This ‘Othello’ leaps out and grabs you by the neck. Suba Das’s propulsive, pruned production makes great virtue of the Rose theatre’s semi-derelict state. The audience is perched on planks around the tiny playing space, a wooden semicircle buttressing a huge, echoing, puddle-strewn vault.
The cast wear fittingly rough-cut period costume, an artfully placed mirror solves a sightline problem perfectly and, thrillingly, the action spills out into the archeological site beside us.
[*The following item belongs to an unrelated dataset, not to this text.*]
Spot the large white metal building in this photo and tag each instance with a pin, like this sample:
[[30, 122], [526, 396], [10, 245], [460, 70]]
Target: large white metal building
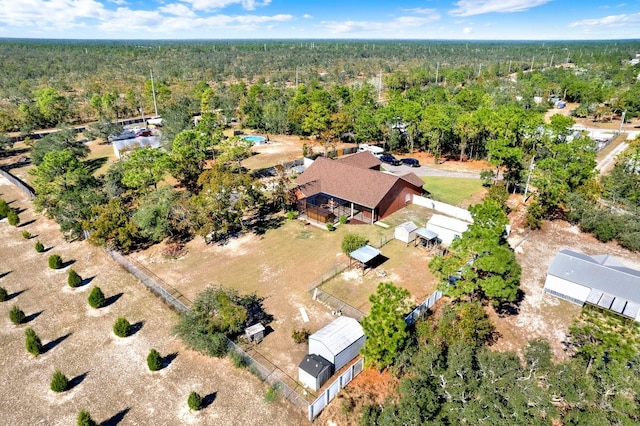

Dan Jones’s stupendous, ‘Delicatessen’-style lighting ratchets up the tension, and the cast create an aura of paranoia worthy of ‘Macbeth’. Nana Amoo-Gottfried is a whirlwind of fury as Othello, bearing down on Ruth Picket’s bewildered, trapped Desdemona. Conjuring the storm is Cary Crankson’s increasingly assured Iago, played as a maleficent, nastily sexed, streetwise Puck. And Richard Kiess delivers a faultless comic performance as the foppish Roderigo.
It’s a huge shame that, in his quest to streamline the play, Das leaves out far too much of Cassio, including one crucial scene – Othello’s witnessing of the handkerchief in Cassio’s hand.
And at such close range, the jealous raging could use some modulation. But this is a bold, brilliant achievement: a compulsive ‘Othello’ of nightmarish conviction.